Intuit is expected to post earnings growth of about 10 percent for its fiscal third quarter, which ends in April. Sales are expected to increase 11 percent.
For the full fiscal year, which ends in July, analysts are predicting an earnings increase of 18 percent and sales jump of 13 percent.
Next year looks similarly solid: consensus forecasts call for earnings growth of 17 percent and revenue growth of 13 percent.
Still, the stock has taken a tumble so far this year, falling nearly 17 percent.

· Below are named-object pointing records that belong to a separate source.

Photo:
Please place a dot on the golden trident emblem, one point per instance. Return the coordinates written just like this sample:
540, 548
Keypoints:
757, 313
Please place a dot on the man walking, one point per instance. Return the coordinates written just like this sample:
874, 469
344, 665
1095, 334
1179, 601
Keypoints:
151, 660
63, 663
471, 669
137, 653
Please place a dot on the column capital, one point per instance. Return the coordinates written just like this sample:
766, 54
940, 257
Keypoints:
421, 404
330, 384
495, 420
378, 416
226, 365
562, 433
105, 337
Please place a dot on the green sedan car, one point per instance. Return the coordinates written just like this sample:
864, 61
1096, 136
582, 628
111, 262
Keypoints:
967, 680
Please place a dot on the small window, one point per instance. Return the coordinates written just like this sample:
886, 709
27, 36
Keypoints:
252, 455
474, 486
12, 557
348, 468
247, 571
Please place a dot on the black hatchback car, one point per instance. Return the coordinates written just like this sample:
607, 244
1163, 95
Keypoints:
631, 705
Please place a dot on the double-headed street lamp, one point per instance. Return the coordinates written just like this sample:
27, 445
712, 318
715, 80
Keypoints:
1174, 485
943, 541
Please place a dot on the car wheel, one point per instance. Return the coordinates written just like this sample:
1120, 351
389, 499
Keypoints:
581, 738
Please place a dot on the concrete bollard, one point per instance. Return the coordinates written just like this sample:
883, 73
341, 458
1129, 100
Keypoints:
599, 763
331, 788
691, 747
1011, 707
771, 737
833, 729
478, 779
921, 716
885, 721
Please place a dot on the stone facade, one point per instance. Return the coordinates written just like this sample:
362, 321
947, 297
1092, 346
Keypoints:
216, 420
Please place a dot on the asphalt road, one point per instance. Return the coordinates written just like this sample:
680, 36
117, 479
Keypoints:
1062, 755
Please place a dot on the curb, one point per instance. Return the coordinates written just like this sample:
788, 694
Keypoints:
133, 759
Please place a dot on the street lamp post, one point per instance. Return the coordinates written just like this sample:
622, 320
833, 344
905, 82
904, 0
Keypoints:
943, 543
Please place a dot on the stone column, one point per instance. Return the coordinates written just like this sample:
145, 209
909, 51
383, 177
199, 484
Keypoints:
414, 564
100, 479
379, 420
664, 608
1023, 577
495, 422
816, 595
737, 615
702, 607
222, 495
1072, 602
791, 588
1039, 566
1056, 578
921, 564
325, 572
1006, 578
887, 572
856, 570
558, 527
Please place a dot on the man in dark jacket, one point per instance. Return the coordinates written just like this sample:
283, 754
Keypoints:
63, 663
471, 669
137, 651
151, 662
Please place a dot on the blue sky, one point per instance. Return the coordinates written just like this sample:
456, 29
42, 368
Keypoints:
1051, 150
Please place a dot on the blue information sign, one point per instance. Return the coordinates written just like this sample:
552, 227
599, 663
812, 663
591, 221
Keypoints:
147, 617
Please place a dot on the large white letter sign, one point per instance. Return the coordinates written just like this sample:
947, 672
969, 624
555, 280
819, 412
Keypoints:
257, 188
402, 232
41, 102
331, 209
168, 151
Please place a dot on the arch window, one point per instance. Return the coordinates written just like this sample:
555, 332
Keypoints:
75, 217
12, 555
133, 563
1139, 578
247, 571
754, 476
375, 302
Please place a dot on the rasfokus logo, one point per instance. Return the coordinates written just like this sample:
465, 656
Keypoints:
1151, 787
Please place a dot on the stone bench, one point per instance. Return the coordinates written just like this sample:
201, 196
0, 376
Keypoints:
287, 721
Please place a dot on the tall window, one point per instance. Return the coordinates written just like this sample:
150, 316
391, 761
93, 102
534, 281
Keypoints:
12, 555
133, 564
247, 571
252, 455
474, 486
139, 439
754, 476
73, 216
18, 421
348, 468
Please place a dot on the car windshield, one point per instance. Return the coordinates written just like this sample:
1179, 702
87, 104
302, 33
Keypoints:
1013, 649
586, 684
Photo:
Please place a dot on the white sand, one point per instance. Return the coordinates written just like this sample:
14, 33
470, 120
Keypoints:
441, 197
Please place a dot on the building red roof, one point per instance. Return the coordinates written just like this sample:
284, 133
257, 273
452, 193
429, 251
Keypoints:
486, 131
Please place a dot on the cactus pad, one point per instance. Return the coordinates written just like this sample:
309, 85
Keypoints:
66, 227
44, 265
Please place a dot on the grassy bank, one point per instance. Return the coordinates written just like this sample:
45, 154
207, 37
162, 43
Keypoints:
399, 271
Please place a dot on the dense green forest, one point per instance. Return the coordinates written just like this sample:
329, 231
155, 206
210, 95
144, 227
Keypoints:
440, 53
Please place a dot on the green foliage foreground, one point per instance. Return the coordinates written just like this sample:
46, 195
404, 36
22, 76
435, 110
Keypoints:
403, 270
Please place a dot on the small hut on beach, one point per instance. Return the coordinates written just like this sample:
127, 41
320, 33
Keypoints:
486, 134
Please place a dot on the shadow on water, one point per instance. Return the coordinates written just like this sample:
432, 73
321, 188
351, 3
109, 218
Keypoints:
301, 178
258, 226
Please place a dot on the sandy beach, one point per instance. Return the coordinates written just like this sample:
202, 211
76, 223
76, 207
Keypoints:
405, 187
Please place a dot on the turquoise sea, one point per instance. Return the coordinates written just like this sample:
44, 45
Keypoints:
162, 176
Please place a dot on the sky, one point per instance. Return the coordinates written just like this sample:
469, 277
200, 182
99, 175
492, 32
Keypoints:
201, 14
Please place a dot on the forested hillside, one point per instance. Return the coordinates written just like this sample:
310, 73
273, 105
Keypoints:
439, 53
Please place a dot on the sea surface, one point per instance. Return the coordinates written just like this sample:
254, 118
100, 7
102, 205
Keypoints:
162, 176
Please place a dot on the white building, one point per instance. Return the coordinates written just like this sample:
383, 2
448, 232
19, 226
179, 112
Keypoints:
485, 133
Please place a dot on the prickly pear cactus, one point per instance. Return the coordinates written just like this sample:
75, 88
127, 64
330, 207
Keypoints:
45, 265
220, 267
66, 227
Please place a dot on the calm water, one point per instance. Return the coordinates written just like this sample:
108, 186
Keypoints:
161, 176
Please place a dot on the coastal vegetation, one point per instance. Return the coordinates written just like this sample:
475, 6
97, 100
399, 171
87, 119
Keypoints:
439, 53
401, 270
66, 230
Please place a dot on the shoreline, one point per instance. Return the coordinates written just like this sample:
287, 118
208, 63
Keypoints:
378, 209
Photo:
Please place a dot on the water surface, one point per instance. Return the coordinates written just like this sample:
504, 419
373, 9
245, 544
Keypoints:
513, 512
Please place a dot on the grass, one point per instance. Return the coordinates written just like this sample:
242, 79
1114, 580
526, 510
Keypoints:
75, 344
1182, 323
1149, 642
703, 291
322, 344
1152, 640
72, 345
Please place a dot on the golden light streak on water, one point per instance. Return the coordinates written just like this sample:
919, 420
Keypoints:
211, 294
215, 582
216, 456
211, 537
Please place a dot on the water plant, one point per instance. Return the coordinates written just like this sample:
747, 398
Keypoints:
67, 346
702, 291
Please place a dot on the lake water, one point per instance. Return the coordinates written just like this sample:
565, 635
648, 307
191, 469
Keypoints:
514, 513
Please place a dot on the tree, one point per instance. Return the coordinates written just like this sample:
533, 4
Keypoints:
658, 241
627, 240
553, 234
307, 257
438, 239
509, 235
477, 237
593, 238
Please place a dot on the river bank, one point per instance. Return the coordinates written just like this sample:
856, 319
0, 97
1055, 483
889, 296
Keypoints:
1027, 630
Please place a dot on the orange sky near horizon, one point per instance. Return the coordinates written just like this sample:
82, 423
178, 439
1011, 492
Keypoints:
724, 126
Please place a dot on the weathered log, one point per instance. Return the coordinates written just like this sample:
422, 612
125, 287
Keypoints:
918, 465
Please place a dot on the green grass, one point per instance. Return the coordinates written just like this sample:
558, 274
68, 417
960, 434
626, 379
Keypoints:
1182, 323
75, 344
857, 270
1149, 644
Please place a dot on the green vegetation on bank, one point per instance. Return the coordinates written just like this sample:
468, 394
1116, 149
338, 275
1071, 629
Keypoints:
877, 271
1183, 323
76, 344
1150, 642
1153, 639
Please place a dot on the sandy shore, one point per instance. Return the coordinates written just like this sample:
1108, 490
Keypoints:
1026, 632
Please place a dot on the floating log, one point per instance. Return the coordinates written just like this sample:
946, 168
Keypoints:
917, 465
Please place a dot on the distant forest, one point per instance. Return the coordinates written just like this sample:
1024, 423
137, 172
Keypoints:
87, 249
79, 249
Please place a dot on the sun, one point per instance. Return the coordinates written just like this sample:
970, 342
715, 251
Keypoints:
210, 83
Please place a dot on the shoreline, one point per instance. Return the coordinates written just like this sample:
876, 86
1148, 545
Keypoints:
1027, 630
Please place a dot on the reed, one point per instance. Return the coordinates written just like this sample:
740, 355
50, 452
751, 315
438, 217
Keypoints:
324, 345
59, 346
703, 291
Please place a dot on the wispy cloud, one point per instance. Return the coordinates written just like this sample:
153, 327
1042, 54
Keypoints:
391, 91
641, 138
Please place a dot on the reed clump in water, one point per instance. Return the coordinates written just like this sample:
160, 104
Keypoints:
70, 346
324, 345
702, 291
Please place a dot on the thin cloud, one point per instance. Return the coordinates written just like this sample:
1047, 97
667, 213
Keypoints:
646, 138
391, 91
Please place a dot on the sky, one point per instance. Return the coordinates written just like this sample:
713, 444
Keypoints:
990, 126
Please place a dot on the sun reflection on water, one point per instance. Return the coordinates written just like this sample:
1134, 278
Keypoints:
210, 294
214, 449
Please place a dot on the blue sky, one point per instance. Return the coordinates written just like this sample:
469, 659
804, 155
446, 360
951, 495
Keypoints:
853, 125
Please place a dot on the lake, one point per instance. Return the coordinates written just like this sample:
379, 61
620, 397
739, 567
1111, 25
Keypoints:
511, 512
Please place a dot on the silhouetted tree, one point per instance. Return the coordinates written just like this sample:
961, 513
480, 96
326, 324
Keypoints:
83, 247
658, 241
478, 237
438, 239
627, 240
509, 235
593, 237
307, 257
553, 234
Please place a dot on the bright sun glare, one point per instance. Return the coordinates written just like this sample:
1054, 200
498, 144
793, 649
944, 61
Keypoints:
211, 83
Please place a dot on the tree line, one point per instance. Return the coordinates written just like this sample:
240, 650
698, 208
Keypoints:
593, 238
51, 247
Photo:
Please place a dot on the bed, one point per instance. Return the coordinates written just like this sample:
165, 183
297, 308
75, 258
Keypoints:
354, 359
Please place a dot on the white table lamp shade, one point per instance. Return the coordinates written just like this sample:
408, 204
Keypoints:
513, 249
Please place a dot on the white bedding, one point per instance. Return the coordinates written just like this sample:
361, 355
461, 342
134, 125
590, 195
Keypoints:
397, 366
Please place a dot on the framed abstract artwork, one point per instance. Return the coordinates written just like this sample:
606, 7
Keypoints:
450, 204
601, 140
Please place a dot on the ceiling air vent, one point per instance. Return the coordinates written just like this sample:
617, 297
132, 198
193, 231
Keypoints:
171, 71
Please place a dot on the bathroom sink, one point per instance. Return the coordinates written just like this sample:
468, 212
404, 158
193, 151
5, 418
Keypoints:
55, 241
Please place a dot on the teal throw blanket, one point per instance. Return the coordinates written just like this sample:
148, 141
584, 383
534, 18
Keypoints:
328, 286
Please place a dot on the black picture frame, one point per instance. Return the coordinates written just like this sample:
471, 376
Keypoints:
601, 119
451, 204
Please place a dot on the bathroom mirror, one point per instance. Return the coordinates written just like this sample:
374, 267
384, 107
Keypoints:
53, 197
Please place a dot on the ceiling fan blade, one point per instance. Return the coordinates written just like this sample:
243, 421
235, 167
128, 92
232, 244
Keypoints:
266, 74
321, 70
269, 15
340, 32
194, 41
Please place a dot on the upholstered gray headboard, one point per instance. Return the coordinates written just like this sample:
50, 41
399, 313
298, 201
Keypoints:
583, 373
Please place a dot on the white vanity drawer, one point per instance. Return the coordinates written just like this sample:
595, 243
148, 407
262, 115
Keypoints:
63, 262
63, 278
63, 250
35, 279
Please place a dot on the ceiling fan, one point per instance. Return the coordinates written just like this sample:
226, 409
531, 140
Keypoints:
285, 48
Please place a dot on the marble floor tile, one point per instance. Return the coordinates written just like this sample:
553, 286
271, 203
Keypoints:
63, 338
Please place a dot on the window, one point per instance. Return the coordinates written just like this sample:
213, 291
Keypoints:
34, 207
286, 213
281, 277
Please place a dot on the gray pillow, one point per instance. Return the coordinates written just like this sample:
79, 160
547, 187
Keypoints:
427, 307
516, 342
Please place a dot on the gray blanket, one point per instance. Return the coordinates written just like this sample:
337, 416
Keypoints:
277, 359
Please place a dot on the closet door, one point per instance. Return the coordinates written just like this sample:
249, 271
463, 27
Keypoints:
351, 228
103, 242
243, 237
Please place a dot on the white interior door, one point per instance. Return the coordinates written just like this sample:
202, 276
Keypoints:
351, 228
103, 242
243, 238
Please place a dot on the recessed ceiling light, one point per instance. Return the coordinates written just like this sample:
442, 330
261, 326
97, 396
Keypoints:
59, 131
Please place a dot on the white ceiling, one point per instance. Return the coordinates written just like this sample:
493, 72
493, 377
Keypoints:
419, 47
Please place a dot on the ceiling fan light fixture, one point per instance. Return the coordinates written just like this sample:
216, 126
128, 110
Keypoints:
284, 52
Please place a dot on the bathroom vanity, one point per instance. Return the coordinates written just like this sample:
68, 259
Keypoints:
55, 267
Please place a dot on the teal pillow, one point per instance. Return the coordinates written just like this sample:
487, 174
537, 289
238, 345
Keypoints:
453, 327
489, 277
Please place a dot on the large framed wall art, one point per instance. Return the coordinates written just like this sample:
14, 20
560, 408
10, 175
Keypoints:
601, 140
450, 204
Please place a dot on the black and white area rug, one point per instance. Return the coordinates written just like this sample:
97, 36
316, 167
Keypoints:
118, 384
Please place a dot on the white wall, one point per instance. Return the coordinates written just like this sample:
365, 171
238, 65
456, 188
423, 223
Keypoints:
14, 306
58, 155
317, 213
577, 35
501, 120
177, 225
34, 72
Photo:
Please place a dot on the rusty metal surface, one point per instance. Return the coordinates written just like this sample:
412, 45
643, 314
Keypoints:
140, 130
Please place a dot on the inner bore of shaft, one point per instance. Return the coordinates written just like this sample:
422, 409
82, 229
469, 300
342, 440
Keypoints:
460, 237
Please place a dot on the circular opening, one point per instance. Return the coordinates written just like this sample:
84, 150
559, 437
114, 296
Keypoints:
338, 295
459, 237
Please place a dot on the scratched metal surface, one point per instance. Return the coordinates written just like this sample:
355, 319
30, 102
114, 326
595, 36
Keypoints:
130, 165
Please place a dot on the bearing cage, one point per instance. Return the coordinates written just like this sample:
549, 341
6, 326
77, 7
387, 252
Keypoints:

High hopes during tax season...
But the stock has sold off before Tax Day almost every year since Intuit inherited TurboTax through its merger with ChipSoft in 1993.
The stock has declined eight times during the past 11 tax seasons and is currently on a five-year losing streak. Including this year, shares of Intuit, since 1994, have fallen an average of 11.8 percent between Jan. 1 and Tax Day (usually April 15, but sometimes the 16th or 17th).
Shares of Intuit have then gone on to rally between Tax Day and the end of the year nine times during the past 10 years. The only down year was 1996. The stock has gained, on average, 53.3 percent during those 10 post-tax season periods.
What gives? Even though Intuit has been diversifying in recent years to lessen its reliance on the tax business, the company still generates a substantial portion of its entire year's business during the fiscal third quarter when tax-related sales are highest.
This year's third-quarter sales are expected to make up 38 percent of Intuit's full-year revenues while the quarter's profits are estimated to account for 70 percent of overall earnings.
So investors tend to audit (yuk yuk yuk) the third quarter's results extremely closely. Any hint that TurboTax is losing ground to offerings from competitors such as H&R Block's TaxCut has tended to cause violent moves in the stock.
To that end, Intuit's shares plunged 8 percent on Feb. 19 after the company said that third-quarter sales and earnings would be below Wall Street's consensus estimates.
...but lower expectations as the year goes on
But some of the fears appear overdone. The company said last week that total unit sales of TurboTax were up 8 percent from a year ago so far this tax season.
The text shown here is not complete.